Dalam rekaman yang beredar pada Kamis (4/6) malam waktu New York atau Jumat pagi WIB, terlihat seorang pria didorong dua polisi. Akibatnya, pria itu terjengkang dan dari belakang kepalanya keluar darah. Seorang polisi yang mencoba memeriksa pria tua itu dihalau oleh polisi lain.
Wali Kota Buffalo Byron Brown mengumumkan, penyelidikan telah dilakukan. Polisi yang mendorong pria itu dibebastugaskan. ”Setelah berhari-hari protes damai dan ada pertemuan antara masyarakat dan saya beserta pimpinan polisi.

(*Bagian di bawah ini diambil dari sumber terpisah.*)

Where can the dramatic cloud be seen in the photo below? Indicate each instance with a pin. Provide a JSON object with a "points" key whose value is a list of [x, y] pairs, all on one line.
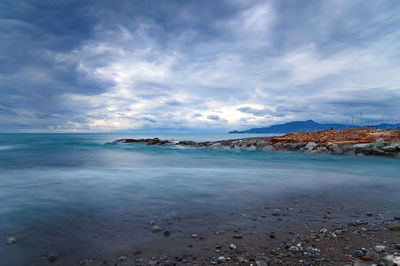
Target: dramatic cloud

Kejadian ini sangat mengecewakan,” ujar Brown.
Di Atlanta, seorang warga, Amber Jackson juga dipukul polisi. Insiden 29 Mei 2020 itu terekam kamera. Sebelumnya, dua polisi dibebastugaskan karena menyetrum dua mahasiswa dalam insiden yang melibatkan empat polisi lain.
Menurut rencana, unjuk rasa akan kembali digelar pada Sabtu waktu setempat atau Minggu WIB. Sejumlah aktivis, melalui media sosial, mengatakan, unjuk rasa di ibu kota Washington DC akan diikuti sejuta orang meski media massa setempat memperkirakan unjuk rasa bakal diikuti puluhan ribu orang.